Dynamic Programming — Equal Sum Partition Problem
So the leetcode link for this problem is — https://leetcode.com/problems/partition-equal-subset-sum/ in which the problem states as —
Given a non-empty array
numscontaining only positive integers, find if the array can be partitioned into two subsets such that the sum of elements in both subsets is equal.
Example 1:
Input: nums = [1,5,11,5]
Output: true
Explanation: The array can be partitioned as [1, 5, 5] and [11].So here it basically means we need to divide the input array into two parts whose sum is equal to each other. And also notice each element can be skipped over i.e. if first element is part of partitionA and second element is part of partitionB then third element can be part of partitionA or B wherever it finds its place. That’s how in above example, the last element 5 is part of first partition, not second.
So first condition here is to check that if the totalSum can be divided by 2 then only the partition can happen in two parts for equal sum, otherwise its false.

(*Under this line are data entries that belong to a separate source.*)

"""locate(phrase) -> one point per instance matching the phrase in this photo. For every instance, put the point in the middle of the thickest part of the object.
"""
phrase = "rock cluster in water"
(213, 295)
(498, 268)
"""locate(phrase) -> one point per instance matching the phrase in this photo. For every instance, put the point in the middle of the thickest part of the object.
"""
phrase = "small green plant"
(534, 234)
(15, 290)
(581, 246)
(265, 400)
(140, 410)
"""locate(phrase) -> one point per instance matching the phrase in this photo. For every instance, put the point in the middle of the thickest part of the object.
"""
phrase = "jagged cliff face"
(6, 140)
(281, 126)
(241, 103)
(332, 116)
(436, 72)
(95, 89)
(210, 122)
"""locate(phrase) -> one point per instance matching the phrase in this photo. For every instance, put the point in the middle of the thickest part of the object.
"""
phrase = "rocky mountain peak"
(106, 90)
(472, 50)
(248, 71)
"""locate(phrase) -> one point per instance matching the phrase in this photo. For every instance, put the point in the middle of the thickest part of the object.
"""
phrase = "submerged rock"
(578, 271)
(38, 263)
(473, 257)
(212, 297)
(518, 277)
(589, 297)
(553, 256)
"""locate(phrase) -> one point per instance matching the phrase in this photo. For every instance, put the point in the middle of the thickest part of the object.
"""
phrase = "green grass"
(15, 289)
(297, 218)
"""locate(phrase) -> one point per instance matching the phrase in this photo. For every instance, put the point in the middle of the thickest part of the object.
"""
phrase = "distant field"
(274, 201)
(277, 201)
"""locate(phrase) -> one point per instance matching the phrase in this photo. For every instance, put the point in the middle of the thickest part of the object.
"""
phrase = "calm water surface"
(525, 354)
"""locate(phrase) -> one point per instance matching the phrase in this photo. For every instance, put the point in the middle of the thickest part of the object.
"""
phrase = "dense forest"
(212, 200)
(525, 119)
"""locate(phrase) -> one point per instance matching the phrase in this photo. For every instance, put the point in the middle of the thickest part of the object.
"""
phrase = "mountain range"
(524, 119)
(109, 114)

So the trick here for this problem is, Once we have divided the totalSum of input array by 2, the output of the divison (Let’s call it S). So now the problem reduces into the statement that We are looking for a subset whose sum is equal to given sum S. That’s the exact problem statement of subset sum problem for which I have already posted the solution here — https://mukeshsri.medium.com/dynamic-programming-subset-sum-problem-73f30080d93e. Please visit for checking the underlying approach for solving subset sum problem.
Basically the underlying intuition for building the overlapping subproblems solution is that for each element of the input array, we check if this element value is larger than S (i.e. Target sum). If yes, then we skip that element, otherwise if the element is equal to S, then we make the choice if including the current element or excluding the current element into subset will lead us in finding the subset of given sum.
So moving ahead here for the DP solution based upon subset sum intuition,
public boolean canPartition(int[] nums) {
int n=nums.length;
if (n<2) return false;
int totalSum = 0;
for (int i : nums)
totalSum += i;
if (totalSum%2 != 0) return false;
int sum = totalSum/2;// Now the problem reduces into subset sum problem. We are finding a subset who sum is equal to sum(totalSum/2).
boolean dp[][] = new boolean[n+1][sum+1];
for (int i=0; i<=n; i++) {
for (int j=0; j<=sum; j++) {
if (i==0 && j==0) dp[i][j] = true; // both sum and input is empty.
else if (i==0) dp[i][j] = false; // if input size is 0 but sum > 0
else if (j==0) dp[i][j] = true; // if sum==0 but input size>0.
}
}
for (int i=1;i<=n; i++) {
for (int j=1; j<=sum; j++) {
if (nums[i-1] > j) {
dp[i][j] = dp[i-1][j];
} else {
dp[i][j] = dp[i-1][j - nums[i-1]] || dp[i-1][j];
}
}
}
return dp[n][sum];
}
So see, This isn’t so difficult once you have studied subset sum problem and understand that underlying intuition. Hope it turned out good for people who hadn’t solved subset sum problem yet. Please let me know if any comments,feedbacks. Highly appreciated. Thanks.